I can’t see why they prefer their longer and less clear and non-direct-quote version. But on: what question was JS actually answering with those words?
Q118 Chair: One lot of evidence that we had suggested that the volume of ice had already declined by 75%, and that further decreases may cause an immediate collapse of ice cover. Would you recognise that? Would you give credence to that?
Professor Slingo: No, I wouldn’t. We don’t know what the thickness of ice is across the whole Arctic with any confidence. We know that the sea ice extent has declined annually by 4% per decade, and in summer, yes that the sea ice is declining at a faster rate of 12% per decade. You also have to understand that it recovers pretty well as we go back into winter, so the 4% per decade annually is still there. We know there is some thinning but it is not as dramatic as those numbers would suggest.
So, this is ambiguous. She may just be reacting to the “further decreases may cause an immediate collapse of ice cover”. Although in answer to Q117 she has just said “We run quite a sophisticated sea ice model that includes the volume of ice, and it is fair to say, yes, there is a decline in the volume of ice” which I find surprising. If she is on top of a UKMO programme that parallels PIOMASS, why isn’t she quoting any numbers from it? That would be the natural thing to do. I’m not aware of UKMO/ Hadley “observational modelling” of sea ice like PIOMASS; they have HadISST, but that is area/extent type stuff. My suspicion is that JS has confused the climate-type GCM sea ice model with what PIOMASS are doing. Though if anyone has any better ideas, I’ll be interested to hear them.
JS isn’t a sea-ice modeller; I wouldn’t give any particular credence to what she says, at least insofar as it could be considered an interpretation of the PIOMAS 75% figure.
But…
Finally, Scott notices the other anomaly, that “If they were talking about volume, then last year was the LOWEST, not second lowest. Thus, if they’re talking about modeled volume (at the summer minimum), then the second sentence is wrong”. This is (at last) a fair point (and one that AW is happy to sieze upon, since his existing “rebuttal” of its-not-volume is so unconvincing). The answer I can think of is that by the standards of newspaper journalism, swapping from volume in one sentence to extent in the next is hardly a big leap, indeed such a tiny one that they wouldn’t even notice it.
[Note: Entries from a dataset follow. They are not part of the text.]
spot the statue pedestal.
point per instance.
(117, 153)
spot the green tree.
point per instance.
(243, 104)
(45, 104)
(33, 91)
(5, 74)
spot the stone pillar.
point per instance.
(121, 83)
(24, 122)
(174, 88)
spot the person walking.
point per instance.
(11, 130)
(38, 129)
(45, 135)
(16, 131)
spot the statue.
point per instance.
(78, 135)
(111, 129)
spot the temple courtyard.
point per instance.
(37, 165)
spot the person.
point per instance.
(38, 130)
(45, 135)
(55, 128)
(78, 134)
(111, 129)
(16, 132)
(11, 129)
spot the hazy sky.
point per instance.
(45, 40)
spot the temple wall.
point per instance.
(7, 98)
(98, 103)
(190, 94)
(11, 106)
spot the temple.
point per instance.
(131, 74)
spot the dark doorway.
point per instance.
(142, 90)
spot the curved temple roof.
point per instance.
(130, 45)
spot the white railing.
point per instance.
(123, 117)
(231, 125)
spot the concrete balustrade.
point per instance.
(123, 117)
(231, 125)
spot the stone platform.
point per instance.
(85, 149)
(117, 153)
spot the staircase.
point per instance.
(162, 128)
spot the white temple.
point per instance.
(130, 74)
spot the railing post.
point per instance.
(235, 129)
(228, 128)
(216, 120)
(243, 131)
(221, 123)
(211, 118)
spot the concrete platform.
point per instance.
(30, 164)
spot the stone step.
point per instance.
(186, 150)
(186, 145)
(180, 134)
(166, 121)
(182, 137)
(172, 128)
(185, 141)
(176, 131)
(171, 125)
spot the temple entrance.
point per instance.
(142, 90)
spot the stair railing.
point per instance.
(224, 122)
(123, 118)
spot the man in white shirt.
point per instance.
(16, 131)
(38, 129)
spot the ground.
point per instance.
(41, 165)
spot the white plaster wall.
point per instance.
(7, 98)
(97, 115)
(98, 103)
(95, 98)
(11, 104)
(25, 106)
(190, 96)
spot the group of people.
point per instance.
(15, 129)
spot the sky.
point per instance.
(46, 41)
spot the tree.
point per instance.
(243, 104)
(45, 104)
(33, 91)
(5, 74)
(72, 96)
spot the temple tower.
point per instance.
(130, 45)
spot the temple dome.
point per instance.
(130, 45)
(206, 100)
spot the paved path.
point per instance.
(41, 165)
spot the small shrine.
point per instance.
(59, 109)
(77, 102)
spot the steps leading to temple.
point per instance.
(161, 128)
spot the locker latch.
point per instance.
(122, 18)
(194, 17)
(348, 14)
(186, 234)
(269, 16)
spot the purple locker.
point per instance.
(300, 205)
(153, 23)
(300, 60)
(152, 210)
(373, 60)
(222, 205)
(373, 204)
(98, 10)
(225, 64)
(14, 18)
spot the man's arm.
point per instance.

It is estimated that the North Pole could be ice-free in the summer within the next 10-20 years
I suppose we’re left with that. What does it mean? Hard to know. If you meant, literally, just the North Pole then maybe its plausible. If “North Pole” is a proxy for the whole sea ice cover, then I’m dubious. But you know that already.
Self-doubt?
In this case, if you strip out the mood-music from the peanut gallery and look only at the comments where people have made at least a small attempt to think, the crowd doesn’t do too badly, considering that they have all been put off the true scent by the trail AW has tried to lead. Dave, a True believer, even gently criticises WUWT for not writing a very good response to the Grauniad. Mat L argues
C’mon Anthony, you lose credibility when you start comparing sea ice extent with a volume metric and saying they don’t match. Fair enough if you missed this when writing the article, but now it has been pointed out to you, it’s disingenuous not to update your post/ graph.
[Update: I’m banned at WUWT. I’ve had some fun tweaking AW’s source for this nonsense, though -see the comments there. Back at WUWT, PaulB is doing a good bulldog on AW. I am curious to see how long before he gets stomped on – W]
Refs
* Nick Stokes has a nice set of plots of the PIOMAS data by year, etc., and with his nice “anomaly with trend removed”.